Suara para ahli
Sejumlah pakar gizi memberikan pandangan berbeda. Dr. James Betts, peneliti dari University of Bath, Inggris, menyatakan bahwa klaim sarapan mempercepat metabolisme tidak sepenuhnya benar.
“Metabolisme tubuh berjalan sepanjang hari. Apa yang Anda makan saat pagi atau sore, efek termisnya relatif sama,” ungkapnya dalam wawancara dengan BBC.
Sementara itu, Prof. Satchin Panda dari Salk Institute, Amerika Serikat, yang dikenal lewat riset time-restricted eating (makan dalam jendela waktu tertentu), menekankan bahwa tidak sarapan bisa menjadi strategi sehat bila dijalankan secara konsisten.

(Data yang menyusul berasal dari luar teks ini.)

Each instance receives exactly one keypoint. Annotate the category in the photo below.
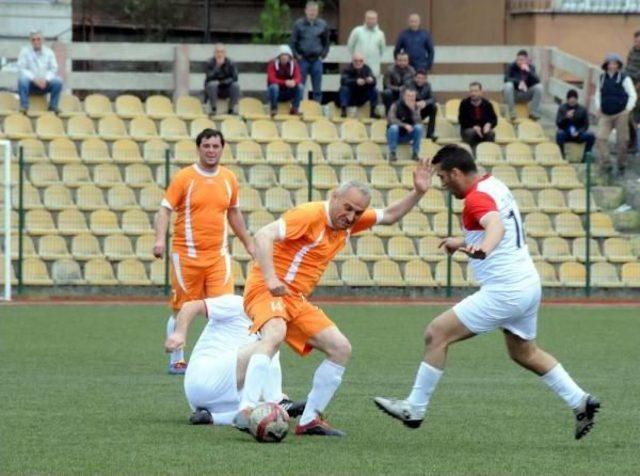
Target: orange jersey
(201, 201)
(308, 243)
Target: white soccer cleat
(401, 410)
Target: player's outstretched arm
(421, 182)
(188, 312)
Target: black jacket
(467, 117)
(580, 119)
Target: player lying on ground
(508, 299)
(292, 253)
(215, 376)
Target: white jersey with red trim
(509, 263)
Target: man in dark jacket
(521, 84)
(398, 76)
(425, 101)
(310, 45)
(417, 43)
(573, 123)
(357, 86)
(405, 124)
(221, 80)
(476, 117)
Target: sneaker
(201, 417)
(178, 368)
(401, 410)
(294, 409)
(318, 427)
(585, 415)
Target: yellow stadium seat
(17, 126)
(104, 222)
(99, 272)
(111, 127)
(324, 177)
(72, 222)
(75, 175)
(35, 273)
(189, 108)
(97, 106)
(355, 273)
(416, 224)
(277, 199)
(630, 274)
(538, 225)
(90, 197)
(618, 250)
(547, 274)
(339, 152)
(262, 176)
(131, 272)
(106, 175)
(49, 126)
(39, 222)
(52, 247)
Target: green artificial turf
(84, 389)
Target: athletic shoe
(401, 410)
(178, 368)
(201, 417)
(294, 409)
(585, 415)
(318, 427)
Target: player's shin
(326, 381)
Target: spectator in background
(221, 80)
(573, 124)
(283, 81)
(615, 98)
(522, 85)
(357, 86)
(417, 43)
(369, 40)
(477, 117)
(404, 124)
(310, 45)
(398, 76)
(38, 70)
(425, 101)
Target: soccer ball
(269, 423)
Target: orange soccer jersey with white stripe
(308, 243)
(201, 201)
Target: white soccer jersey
(509, 263)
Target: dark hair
(572, 93)
(208, 133)
(455, 157)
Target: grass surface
(84, 390)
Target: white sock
(176, 355)
(424, 385)
(254, 380)
(326, 381)
(561, 382)
(272, 391)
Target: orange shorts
(197, 278)
(304, 320)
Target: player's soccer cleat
(318, 427)
(201, 417)
(294, 409)
(178, 368)
(401, 410)
(585, 415)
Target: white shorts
(210, 382)
(515, 310)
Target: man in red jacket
(283, 81)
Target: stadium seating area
(95, 175)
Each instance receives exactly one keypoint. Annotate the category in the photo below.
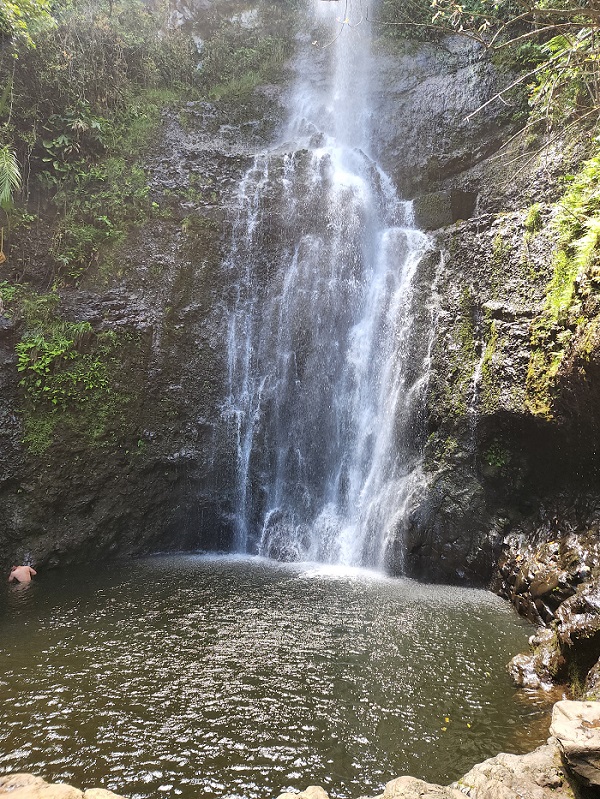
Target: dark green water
(193, 677)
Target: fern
(10, 176)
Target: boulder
(576, 727)
(312, 792)
(26, 786)
(537, 775)
(411, 788)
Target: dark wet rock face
(551, 575)
(159, 475)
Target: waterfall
(325, 381)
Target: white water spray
(324, 381)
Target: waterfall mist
(326, 372)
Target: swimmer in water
(21, 574)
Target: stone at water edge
(411, 788)
(576, 726)
(27, 786)
(312, 792)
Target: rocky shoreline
(567, 767)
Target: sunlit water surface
(207, 677)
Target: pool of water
(213, 677)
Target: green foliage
(22, 19)
(10, 176)
(236, 60)
(496, 455)
(69, 374)
(533, 220)
(576, 274)
(84, 76)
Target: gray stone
(576, 726)
(312, 792)
(537, 775)
(441, 208)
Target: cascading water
(324, 379)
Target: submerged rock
(28, 786)
(537, 775)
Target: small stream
(238, 677)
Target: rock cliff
(509, 427)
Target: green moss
(72, 377)
(460, 357)
(236, 61)
(497, 455)
(490, 393)
(533, 219)
(576, 261)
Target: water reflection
(190, 676)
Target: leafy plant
(10, 176)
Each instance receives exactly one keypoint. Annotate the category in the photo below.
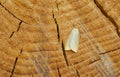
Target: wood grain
(33, 34)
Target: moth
(72, 42)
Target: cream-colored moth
(72, 42)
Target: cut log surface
(33, 34)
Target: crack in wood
(11, 34)
(13, 69)
(19, 25)
(108, 16)
(11, 13)
(64, 54)
(57, 26)
(77, 73)
(95, 61)
(57, 4)
(109, 51)
(58, 71)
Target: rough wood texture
(33, 34)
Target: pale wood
(33, 34)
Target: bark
(33, 34)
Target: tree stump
(33, 34)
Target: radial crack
(16, 30)
(11, 34)
(77, 73)
(13, 69)
(57, 26)
(11, 13)
(108, 16)
(94, 61)
(109, 51)
(57, 4)
(64, 53)
(58, 71)
(19, 26)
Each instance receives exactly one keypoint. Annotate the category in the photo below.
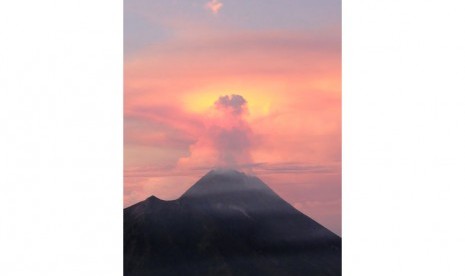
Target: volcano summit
(228, 223)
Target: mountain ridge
(227, 223)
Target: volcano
(228, 223)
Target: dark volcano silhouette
(228, 223)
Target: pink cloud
(214, 6)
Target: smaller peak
(153, 198)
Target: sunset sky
(249, 84)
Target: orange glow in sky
(283, 59)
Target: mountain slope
(228, 223)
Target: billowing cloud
(214, 6)
(227, 139)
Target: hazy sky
(251, 84)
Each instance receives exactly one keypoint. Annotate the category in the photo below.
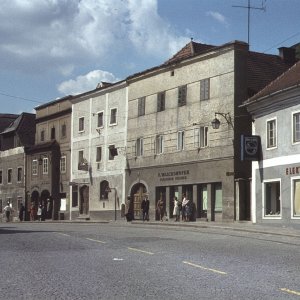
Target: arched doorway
(138, 191)
(84, 200)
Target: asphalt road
(136, 261)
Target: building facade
(276, 176)
(48, 160)
(172, 147)
(18, 135)
(99, 127)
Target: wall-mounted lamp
(216, 122)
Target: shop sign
(173, 175)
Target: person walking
(145, 208)
(7, 210)
(21, 212)
(160, 209)
(176, 210)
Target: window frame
(63, 164)
(271, 134)
(182, 95)
(81, 124)
(141, 106)
(205, 89)
(161, 101)
(270, 216)
(115, 115)
(9, 176)
(180, 140)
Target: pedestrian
(176, 211)
(7, 210)
(21, 212)
(145, 208)
(160, 209)
(39, 213)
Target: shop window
(104, 188)
(272, 205)
(296, 197)
(296, 128)
(271, 134)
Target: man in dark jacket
(145, 208)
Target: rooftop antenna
(249, 7)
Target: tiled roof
(286, 80)
(262, 69)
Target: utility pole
(249, 7)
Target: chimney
(288, 55)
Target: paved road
(142, 261)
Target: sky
(53, 48)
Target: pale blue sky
(52, 48)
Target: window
(9, 176)
(159, 144)
(98, 154)
(81, 124)
(271, 133)
(52, 133)
(45, 165)
(113, 116)
(139, 147)
(296, 127)
(104, 188)
(19, 174)
(141, 106)
(63, 164)
(204, 89)
(42, 135)
(296, 197)
(100, 120)
(180, 140)
(272, 205)
(112, 152)
(182, 95)
(34, 167)
(161, 101)
(63, 130)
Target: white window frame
(294, 126)
(34, 167)
(81, 124)
(63, 164)
(111, 115)
(180, 140)
(19, 168)
(9, 169)
(274, 135)
(273, 216)
(159, 144)
(45, 165)
(293, 215)
(98, 114)
(139, 147)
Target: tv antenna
(249, 7)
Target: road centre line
(63, 234)
(98, 241)
(139, 250)
(290, 291)
(203, 268)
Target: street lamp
(216, 122)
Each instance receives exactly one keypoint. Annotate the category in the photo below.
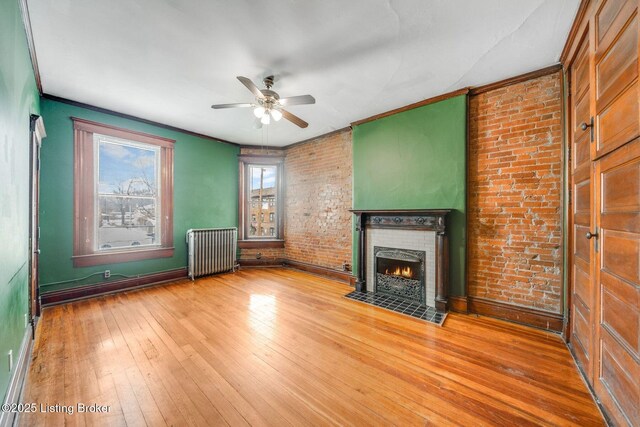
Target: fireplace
(400, 273)
(403, 254)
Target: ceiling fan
(268, 103)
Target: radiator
(211, 250)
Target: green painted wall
(205, 195)
(18, 99)
(416, 160)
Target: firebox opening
(398, 268)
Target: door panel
(618, 122)
(617, 379)
(605, 185)
(616, 74)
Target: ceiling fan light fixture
(276, 114)
(259, 112)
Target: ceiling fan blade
(297, 100)
(294, 119)
(252, 87)
(218, 106)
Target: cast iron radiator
(211, 250)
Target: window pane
(126, 222)
(262, 201)
(127, 169)
(127, 199)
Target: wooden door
(617, 194)
(582, 292)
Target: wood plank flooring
(282, 347)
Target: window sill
(258, 244)
(121, 256)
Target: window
(261, 204)
(123, 187)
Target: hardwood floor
(279, 347)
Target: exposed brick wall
(318, 177)
(515, 211)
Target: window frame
(85, 253)
(244, 209)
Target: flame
(404, 272)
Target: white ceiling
(169, 60)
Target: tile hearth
(399, 305)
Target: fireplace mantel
(414, 219)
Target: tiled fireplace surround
(420, 230)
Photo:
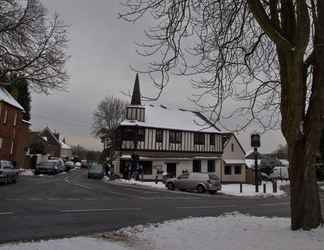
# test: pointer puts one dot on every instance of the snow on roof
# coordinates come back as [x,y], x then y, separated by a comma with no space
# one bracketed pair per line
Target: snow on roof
[7,98]
[65,146]
[235,161]
[159,117]
[250,163]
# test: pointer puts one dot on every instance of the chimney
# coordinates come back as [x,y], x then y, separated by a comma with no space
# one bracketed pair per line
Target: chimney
[136,97]
[57,135]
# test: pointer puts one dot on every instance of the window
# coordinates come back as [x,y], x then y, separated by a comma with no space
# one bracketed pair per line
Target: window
[128,134]
[15,119]
[141,134]
[5,116]
[159,135]
[196,166]
[199,138]
[211,166]
[147,167]
[11,149]
[228,170]
[237,170]
[212,139]
[175,136]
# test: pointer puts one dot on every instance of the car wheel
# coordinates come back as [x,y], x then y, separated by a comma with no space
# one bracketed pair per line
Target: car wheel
[170,186]
[200,189]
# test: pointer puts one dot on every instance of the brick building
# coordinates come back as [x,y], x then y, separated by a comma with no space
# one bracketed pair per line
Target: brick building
[14,131]
[51,143]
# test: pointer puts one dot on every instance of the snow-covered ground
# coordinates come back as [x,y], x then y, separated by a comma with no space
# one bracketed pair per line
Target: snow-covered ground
[229,189]
[228,232]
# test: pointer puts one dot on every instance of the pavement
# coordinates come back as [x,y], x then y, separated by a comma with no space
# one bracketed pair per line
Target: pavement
[65,205]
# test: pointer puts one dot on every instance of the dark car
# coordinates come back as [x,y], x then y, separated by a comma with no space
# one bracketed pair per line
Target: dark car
[96,171]
[49,167]
[69,165]
[200,182]
[8,172]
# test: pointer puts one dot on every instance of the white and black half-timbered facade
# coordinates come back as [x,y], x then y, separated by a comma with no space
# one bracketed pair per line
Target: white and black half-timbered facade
[168,140]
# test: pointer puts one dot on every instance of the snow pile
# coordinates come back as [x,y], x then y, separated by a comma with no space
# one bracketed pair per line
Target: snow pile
[249,189]
[152,184]
[26,172]
[78,243]
[229,232]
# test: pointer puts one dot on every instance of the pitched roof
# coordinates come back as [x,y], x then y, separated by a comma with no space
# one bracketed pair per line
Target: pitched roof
[7,98]
[136,97]
[162,117]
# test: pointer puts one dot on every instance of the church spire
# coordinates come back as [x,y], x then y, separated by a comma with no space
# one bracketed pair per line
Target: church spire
[136,97]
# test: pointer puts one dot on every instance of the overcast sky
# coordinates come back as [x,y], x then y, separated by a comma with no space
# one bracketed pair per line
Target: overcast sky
[102,48]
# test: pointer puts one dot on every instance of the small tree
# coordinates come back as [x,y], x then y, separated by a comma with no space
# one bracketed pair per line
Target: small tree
[109,114]
[32,45]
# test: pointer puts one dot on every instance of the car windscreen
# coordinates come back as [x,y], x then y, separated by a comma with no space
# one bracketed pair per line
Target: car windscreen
[96,168]
[6,165]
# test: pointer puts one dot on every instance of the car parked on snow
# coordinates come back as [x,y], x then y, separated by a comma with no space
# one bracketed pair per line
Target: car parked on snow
[200,182]
[96,171]
[69,165]
[8,172]
[50,167]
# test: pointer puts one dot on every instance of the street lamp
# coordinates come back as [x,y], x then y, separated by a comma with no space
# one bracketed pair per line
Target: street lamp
[255,143]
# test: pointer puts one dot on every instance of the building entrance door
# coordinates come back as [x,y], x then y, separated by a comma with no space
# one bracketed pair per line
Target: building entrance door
[172,169]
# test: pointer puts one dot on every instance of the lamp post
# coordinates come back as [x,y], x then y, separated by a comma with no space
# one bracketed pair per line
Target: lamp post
[255,143]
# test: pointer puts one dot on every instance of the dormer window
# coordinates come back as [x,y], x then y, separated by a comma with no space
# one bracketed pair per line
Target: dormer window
[175,137]
[212,139]
[199,139]
[141,134]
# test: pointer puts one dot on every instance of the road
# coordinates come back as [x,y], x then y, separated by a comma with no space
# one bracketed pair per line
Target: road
[43,207]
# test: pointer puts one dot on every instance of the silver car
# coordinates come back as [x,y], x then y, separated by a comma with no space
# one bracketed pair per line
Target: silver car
[8,173]
[201,182]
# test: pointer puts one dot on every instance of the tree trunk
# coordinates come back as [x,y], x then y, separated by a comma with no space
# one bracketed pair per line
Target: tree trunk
[305,202]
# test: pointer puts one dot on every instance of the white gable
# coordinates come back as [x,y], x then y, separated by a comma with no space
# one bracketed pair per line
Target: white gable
[7,98]
[159,117]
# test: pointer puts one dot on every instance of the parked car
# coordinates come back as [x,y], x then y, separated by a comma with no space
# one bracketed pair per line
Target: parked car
[201,182]
[50,167]
[69,165]
[84,164]
[78,164]
[8,172]
[96,171]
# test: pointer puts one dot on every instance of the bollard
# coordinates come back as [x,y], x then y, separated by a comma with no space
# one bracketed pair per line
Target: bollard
[274,187]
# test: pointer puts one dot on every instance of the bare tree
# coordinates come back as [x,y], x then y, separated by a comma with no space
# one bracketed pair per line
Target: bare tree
[106,119]
[264,54]
[32,46]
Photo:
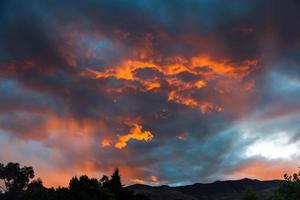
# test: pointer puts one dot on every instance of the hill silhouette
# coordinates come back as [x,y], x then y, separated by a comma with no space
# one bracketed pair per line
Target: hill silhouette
[231,190]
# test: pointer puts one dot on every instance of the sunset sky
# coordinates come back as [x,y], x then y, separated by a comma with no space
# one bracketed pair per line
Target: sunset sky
[169,91]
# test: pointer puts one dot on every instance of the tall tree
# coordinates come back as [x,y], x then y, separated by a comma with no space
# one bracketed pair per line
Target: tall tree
[13,178]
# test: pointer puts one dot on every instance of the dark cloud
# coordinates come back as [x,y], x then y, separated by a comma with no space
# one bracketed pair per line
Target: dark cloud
[204,77]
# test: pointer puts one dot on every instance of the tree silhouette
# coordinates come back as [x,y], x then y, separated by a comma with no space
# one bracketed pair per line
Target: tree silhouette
[290,188]
[16,185]
[13,178]
[249,194]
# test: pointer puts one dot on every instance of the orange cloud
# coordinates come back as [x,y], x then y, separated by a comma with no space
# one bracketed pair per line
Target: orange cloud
[138,181]
[211,72]
[154,179]
[106,143]
[135,133]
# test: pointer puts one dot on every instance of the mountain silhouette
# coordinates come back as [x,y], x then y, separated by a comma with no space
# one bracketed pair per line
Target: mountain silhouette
[219,190]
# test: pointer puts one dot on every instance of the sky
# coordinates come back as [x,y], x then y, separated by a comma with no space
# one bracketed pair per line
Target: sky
[170,92]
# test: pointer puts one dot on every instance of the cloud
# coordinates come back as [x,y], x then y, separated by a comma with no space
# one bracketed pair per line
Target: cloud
[135,133]
[199,85]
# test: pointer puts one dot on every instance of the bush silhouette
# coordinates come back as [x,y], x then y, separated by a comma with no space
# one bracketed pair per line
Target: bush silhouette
[290,188]
[16,184]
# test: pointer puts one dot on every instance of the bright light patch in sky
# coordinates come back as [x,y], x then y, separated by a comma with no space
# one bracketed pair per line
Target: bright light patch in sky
[275,147]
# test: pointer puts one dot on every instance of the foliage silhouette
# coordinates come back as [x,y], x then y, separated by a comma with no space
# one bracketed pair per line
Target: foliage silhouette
[290,188]
[16,185]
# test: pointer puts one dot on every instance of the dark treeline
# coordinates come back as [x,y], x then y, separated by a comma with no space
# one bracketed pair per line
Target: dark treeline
[17,183]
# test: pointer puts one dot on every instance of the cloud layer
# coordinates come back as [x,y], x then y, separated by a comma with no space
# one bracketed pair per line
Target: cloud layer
[171,92]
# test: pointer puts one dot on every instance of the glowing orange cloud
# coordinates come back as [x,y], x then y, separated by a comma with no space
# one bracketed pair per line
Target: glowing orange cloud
[135,133]
[138,181]
[105,143]
[154,179]
[211,72]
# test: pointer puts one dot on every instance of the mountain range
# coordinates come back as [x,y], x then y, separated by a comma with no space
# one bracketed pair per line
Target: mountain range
[219,190]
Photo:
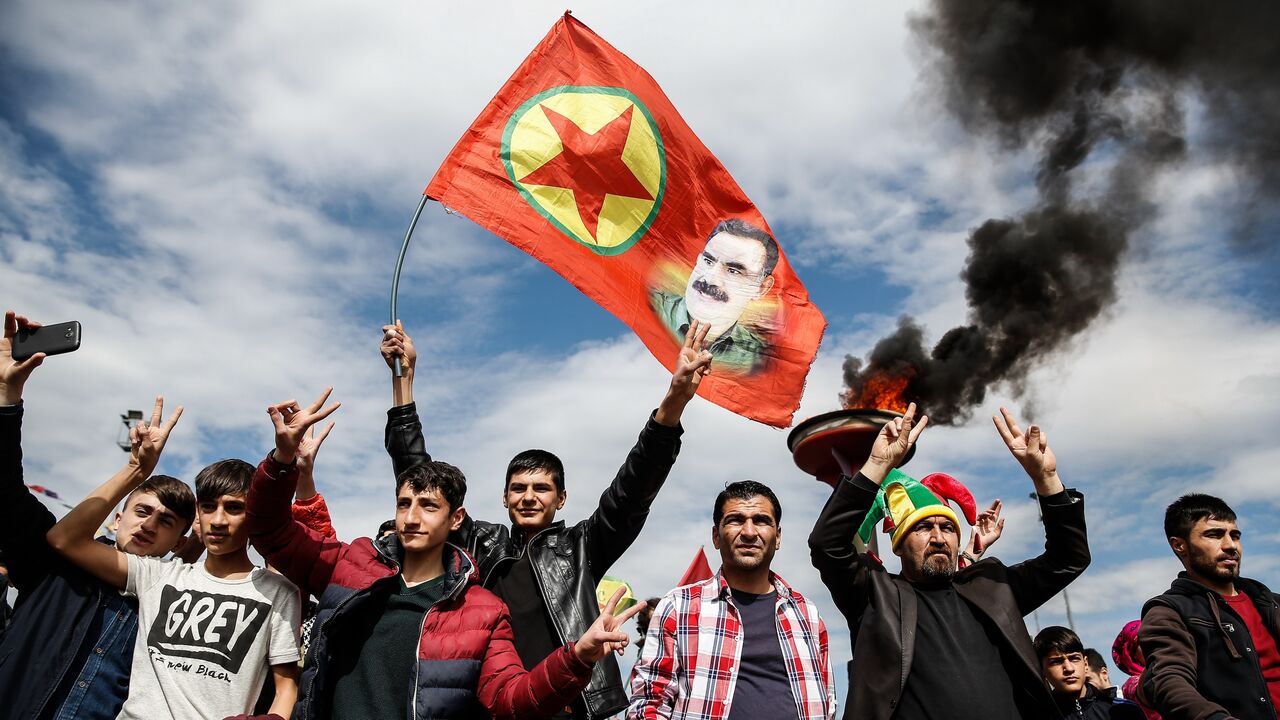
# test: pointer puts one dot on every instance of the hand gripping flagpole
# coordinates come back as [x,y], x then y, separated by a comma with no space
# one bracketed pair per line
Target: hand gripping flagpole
[400,265]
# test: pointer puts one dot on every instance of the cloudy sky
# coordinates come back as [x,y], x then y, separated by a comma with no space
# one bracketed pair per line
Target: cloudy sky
[218,195]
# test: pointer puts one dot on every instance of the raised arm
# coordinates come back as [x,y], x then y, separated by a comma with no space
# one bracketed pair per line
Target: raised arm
[403,440]
[73,534]
[841,566]
[624,506]
[309,505]
[1066,546]
[23,519]
[306,557]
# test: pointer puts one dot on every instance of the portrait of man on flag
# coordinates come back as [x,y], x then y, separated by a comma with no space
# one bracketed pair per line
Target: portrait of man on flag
[583,162]
[727,287]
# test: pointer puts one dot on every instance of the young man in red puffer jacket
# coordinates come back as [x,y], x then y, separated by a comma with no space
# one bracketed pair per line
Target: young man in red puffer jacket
[408,595]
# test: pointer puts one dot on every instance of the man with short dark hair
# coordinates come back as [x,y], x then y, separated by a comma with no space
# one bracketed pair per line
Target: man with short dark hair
[547,572]
[935,642]
[741,643]
[734,269]
[1064,666]
[1210,639]
[210,632]
[69,646]
[403,627]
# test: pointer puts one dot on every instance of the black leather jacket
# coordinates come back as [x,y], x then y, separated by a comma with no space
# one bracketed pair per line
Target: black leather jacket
[568,561]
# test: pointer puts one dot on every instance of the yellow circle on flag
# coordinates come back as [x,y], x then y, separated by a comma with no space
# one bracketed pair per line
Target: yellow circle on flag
[590,160]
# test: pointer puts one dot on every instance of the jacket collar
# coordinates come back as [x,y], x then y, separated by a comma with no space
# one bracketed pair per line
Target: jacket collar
[517,536]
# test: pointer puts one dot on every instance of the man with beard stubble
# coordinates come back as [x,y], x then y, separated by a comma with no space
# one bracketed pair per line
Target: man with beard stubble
[1210,641]
[740,645]
[935,642]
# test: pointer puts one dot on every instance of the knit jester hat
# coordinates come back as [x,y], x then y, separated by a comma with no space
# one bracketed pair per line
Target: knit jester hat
[903,501]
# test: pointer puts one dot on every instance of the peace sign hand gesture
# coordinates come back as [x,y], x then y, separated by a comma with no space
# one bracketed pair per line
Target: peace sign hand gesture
[892,443]
[292,422]
[604,637]
[147,440]
[1032,452]
[693,364]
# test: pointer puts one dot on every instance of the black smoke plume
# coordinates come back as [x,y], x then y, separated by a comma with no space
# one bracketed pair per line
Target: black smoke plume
[1089,80]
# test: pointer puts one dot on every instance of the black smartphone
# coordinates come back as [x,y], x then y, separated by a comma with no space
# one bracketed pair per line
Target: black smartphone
[50,340]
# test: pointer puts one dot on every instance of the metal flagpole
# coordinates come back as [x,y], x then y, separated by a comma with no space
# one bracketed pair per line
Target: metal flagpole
[400,265]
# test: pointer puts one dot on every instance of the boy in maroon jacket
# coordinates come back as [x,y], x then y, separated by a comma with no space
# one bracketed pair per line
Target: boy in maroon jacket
[403,625]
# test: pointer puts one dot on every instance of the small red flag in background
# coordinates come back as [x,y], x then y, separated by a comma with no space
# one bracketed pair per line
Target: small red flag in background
[581,162]
[698,570]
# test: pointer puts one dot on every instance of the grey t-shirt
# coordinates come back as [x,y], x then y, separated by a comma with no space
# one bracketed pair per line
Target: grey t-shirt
[205,645]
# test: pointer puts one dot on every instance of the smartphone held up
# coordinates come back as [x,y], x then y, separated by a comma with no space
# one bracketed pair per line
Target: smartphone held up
[50,340]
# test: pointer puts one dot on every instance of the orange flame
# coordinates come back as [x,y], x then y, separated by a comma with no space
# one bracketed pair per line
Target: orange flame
[882,391]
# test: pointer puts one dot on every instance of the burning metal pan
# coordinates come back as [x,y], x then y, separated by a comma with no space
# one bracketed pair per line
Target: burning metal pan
[851,431]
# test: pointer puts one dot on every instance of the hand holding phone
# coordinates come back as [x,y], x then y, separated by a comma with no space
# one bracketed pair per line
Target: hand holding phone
[50,340]
[13,373]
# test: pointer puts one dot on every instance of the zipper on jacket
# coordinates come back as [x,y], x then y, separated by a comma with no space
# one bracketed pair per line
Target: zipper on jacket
[421,632]
[538,580]
[318,632]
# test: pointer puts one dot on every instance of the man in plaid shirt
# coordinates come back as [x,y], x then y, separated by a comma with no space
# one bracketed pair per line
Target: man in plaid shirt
[743,643]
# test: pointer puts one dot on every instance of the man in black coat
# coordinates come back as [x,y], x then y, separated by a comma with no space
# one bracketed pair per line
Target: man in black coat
[545,570]
[1212,641]
[933,642]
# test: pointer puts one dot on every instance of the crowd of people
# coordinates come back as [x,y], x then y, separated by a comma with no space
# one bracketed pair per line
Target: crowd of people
[442,614]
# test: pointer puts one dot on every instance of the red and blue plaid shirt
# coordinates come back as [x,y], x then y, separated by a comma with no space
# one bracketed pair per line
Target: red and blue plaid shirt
[694,646]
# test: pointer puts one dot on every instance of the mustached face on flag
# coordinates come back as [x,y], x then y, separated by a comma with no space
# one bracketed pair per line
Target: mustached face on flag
[584,163]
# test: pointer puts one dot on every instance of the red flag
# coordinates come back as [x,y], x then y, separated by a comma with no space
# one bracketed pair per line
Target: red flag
[581,162]
[698,570]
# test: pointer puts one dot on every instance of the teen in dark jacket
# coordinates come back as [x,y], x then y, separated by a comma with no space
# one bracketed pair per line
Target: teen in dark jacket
[410,591]
[544,569]
[1211,639]
[69,647]
[976,613]
[1065,668]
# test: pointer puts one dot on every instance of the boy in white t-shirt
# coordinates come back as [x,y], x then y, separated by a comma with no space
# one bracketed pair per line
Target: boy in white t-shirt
[211,632]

“Melewatkan sarapan dapat memperpanjang periode puasa alami tubuh. Hal ini mendukung perbaikan metabolik, menurunkan kadar gula darah, serta meningkatkan sensitivitas insulin,” jelasnya.
Di Indonesia, dr. Tan Shot Yen, seorang dokter sekaligus pakar gizi komunitas, menegaskan bahwa kunci kesehatan bukan sekadar sarapan atau tidak sarapan.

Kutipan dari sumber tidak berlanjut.